On 8/21/2018 10:37 AM, Keith Busch wrote:
On Tue, Aug 21, 2018 at 04:06:30PM +1000, Benjamin Herrenschmidt wrote:
On Tue, 2018-08-21 at 10:44 +0530, poza@xxxxxxxxxxxxxx wrote:
Ok Let me summarize the so far discussed things.
It would be nice if we all (Bjorn, Keith, Ben, Sinan) can hold consensus
on this.
1) Right now AER and DPC both calls pcie_do_fatal_recovery(), I majorly
see DPC as error handling and recovery agent rather than being used for
hotplug.
so in my opinion, both AER and DPC should have same error handling
and recovery mechanism
Yes.
so if there is a way to figure out that in absence of pcihp, if DPC
is being used to support hotplug then we fall back to original DPC
mechanism (which is remove devices)
Not exactly. If the presence detect change indicates it was a hotplug
event rather.
The actions associated with error recovery will trigger link state changes
for a lot of existing hardware. PCIEHP currently does the same removal
sequence for both link state change (DLLSC) and presence detect change
(PDC) events.
It sounds like you want pciehp to do nothing on the DLLSC events that it
currently handles, and instead do the board removal only on PDC. If that
is the case, is the desire to not remove devices downstream a permanently
disabled link, or does that responsibility fall onto some other component?

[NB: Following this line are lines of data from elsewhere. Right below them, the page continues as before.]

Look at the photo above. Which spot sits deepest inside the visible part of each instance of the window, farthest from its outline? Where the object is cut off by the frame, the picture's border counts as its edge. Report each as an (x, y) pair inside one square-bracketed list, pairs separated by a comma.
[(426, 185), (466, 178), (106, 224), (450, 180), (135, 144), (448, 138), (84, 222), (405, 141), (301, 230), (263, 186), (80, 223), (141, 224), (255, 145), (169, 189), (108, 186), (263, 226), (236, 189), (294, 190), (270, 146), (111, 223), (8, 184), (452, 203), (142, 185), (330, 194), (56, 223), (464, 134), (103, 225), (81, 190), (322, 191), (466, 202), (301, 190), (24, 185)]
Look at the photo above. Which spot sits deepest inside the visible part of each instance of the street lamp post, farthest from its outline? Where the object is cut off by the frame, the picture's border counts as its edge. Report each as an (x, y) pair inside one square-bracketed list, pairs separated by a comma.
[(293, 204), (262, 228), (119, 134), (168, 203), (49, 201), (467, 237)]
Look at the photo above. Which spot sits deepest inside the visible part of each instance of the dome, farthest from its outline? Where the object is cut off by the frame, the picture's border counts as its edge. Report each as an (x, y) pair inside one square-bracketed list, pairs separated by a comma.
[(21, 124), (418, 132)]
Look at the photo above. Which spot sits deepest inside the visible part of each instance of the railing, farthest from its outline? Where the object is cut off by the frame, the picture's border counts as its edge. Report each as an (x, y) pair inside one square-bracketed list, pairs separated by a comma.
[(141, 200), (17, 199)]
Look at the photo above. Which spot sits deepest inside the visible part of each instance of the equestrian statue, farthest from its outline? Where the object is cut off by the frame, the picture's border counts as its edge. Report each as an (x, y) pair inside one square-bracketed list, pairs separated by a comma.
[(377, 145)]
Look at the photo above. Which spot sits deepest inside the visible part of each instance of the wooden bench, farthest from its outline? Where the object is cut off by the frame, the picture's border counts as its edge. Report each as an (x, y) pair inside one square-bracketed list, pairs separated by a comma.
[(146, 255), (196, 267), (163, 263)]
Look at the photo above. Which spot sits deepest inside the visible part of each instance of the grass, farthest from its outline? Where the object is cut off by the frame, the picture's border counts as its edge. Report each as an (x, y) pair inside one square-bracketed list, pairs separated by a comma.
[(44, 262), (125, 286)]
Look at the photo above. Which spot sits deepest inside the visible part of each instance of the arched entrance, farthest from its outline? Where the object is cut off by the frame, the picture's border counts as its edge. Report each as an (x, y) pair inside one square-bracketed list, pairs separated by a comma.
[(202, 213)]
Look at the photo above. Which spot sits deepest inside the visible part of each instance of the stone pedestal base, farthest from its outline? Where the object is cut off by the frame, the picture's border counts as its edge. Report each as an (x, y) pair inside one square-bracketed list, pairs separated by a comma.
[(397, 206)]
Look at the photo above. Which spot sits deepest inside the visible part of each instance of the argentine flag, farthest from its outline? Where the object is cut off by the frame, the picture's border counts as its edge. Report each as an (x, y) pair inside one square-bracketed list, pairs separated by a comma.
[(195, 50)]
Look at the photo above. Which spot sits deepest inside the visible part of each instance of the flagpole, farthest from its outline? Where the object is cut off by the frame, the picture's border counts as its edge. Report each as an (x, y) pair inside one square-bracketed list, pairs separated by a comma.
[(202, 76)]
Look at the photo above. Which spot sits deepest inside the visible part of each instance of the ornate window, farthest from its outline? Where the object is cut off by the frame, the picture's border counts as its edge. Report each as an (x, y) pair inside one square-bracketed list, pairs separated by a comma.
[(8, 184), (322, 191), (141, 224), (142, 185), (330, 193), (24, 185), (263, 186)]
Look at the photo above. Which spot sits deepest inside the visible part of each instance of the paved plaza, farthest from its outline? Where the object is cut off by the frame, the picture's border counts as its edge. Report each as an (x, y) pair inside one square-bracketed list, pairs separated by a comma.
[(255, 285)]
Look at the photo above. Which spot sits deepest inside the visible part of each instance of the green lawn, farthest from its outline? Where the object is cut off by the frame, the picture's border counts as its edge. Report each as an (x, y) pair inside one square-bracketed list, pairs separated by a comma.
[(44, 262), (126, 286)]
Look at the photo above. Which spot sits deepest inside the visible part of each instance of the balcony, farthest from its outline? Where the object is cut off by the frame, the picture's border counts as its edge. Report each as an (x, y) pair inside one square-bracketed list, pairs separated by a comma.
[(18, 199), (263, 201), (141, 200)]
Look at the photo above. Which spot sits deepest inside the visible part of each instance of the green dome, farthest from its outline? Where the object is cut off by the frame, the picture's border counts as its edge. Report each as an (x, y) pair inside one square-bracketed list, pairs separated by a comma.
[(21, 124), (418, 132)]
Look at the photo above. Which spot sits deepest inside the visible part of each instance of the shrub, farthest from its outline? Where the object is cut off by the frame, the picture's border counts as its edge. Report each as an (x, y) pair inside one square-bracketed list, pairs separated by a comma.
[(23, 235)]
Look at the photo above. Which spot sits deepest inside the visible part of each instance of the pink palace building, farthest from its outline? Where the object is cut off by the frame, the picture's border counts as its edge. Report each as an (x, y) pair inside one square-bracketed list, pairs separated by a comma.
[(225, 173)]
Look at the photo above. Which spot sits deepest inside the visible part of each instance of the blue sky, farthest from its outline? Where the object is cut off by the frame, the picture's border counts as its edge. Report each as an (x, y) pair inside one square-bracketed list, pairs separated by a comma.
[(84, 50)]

Looking at PDC is not enough. Hotplug driver handles both physical
removal as well as the link going down due to signal integrity issues today.
If the link went down because of a pending FATAL error, AER/DPC recovers
the link automatically. There is no need for hotplug to be involved in
fatal error work.
Hotplug driver needs to handle both physical removal as well as
intermittent link down issues though.